Binney, now retired, resigned from the NSA in 2001. A year later he and two of his former colleagues asked Congress and the Department of Defense for an investigation of the agency for wasting money and violating privacy rights with a massive data collection program called "Trailblazer," the successor to an earlier program dubbed "Stellar Wind." Binney believes that's the reason why the FBI five years later staged an armed raid of his home.
"Stellar Wind was the basic reason I left the NSA in 2001," Binney said in a recent interview with Nick Gillespie of Reason magazine. "That's when they started to take the program that I created to do social network reconstruction of anybody in the world, and direct it against everybody in the United States. That means they were basically putting a PEN register on every phone number in the United States. They call it trace-and-tap, where they put this device on your line and I can monitor who you call, how long you call them."

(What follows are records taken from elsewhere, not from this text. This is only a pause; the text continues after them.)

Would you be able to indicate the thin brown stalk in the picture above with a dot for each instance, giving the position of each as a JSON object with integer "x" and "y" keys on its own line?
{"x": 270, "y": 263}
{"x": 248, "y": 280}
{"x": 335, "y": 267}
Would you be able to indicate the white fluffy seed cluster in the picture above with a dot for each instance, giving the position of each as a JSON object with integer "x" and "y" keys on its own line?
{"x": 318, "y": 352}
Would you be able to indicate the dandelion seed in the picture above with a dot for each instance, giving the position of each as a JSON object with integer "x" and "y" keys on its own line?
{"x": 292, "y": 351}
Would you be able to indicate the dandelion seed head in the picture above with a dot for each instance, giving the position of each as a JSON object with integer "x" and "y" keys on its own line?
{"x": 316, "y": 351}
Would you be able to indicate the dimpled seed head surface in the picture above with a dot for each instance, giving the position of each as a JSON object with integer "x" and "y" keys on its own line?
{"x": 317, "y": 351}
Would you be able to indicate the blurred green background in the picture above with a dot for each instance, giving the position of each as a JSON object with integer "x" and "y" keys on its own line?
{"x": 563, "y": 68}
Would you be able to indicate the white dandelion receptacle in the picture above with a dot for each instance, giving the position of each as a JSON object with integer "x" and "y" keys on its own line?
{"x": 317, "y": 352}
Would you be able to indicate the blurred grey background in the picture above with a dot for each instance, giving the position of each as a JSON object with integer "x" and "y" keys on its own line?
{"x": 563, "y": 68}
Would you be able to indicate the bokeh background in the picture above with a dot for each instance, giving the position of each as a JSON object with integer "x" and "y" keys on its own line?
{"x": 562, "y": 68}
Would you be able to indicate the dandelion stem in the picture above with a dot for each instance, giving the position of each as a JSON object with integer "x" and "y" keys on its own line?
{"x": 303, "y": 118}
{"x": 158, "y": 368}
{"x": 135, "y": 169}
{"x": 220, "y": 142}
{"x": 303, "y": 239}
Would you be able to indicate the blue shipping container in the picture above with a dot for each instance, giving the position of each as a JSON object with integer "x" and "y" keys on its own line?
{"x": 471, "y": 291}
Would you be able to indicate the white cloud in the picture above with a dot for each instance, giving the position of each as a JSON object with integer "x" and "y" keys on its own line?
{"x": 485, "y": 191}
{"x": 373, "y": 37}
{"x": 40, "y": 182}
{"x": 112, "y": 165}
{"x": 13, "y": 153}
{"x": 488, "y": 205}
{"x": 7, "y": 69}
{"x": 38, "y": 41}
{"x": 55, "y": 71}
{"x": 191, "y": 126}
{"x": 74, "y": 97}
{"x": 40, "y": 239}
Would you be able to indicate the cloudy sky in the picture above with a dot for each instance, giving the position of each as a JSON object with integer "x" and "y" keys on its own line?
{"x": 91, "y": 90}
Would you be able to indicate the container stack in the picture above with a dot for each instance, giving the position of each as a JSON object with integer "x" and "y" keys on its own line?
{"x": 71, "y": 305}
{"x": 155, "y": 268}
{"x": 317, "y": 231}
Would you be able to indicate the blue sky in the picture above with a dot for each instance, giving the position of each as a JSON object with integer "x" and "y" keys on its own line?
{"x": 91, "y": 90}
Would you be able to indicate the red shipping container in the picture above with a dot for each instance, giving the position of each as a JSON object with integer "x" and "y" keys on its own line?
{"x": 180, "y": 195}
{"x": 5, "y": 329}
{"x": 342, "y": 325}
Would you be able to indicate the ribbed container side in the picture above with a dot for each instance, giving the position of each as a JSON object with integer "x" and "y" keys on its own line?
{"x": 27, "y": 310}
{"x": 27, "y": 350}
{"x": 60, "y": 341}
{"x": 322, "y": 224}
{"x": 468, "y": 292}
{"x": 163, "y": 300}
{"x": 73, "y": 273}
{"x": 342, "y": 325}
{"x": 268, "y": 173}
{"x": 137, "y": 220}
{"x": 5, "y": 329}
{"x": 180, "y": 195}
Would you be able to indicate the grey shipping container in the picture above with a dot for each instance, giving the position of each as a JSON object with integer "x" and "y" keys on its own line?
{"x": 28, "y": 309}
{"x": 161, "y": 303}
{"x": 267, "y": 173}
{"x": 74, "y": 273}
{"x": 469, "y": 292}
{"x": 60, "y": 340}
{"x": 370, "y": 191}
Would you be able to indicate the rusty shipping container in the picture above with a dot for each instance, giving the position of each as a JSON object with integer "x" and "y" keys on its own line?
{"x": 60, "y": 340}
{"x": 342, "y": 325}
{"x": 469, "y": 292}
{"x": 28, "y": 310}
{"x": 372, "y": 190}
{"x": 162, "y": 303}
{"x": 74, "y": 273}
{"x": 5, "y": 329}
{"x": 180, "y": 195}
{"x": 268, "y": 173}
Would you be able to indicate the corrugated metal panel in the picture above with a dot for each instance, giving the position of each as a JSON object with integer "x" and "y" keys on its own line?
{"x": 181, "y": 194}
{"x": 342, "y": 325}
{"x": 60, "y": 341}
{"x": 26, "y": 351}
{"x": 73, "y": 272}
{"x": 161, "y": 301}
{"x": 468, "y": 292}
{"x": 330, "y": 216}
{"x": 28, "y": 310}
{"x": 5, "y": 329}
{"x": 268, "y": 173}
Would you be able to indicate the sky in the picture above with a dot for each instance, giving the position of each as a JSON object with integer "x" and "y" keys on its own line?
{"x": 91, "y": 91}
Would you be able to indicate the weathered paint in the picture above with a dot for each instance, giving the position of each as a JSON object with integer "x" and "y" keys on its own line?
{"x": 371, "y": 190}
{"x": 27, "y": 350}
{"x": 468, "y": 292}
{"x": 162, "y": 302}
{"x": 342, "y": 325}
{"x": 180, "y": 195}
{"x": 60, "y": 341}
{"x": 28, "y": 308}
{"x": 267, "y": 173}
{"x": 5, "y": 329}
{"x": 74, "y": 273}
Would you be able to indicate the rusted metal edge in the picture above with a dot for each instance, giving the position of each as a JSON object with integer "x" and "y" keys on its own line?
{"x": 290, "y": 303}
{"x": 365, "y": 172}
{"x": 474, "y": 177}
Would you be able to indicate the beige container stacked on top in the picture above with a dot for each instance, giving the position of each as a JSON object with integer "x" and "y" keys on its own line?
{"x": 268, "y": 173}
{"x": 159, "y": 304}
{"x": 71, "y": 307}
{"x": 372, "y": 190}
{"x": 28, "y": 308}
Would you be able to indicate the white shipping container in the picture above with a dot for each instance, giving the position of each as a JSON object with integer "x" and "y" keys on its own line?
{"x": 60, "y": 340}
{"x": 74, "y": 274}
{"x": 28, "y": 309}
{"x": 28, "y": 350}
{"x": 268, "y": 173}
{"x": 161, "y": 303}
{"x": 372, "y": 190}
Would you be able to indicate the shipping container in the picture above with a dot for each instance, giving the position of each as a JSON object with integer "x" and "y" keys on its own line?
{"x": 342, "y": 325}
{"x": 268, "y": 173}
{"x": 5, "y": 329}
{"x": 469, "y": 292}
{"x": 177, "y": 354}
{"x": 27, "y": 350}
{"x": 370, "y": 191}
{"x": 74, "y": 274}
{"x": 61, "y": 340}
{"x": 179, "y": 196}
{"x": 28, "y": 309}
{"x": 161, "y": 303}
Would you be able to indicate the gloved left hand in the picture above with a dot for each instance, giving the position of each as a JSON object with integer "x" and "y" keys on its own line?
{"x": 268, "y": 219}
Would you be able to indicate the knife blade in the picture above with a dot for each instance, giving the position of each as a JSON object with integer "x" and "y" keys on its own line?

The Internet made it possible for the agency to expand the volume of data it collected and stored. "Trailblazer was the NSA's attempt to catch up with the digital age. The problem is, Trailblazer didn't do anything. As far as I know, it didn't produce anything for roughly a little over $4 billion," said Binney, describing the program with a "needle in the haystack" analogy. "If you're looking for that needle, it doesn't help at all to make the haystack orders of magnitude bigger. It only makes the problem orders of magnitude harder to find it. And that's why they're fundamentally failing. They're causing themselves to become dysfunctional."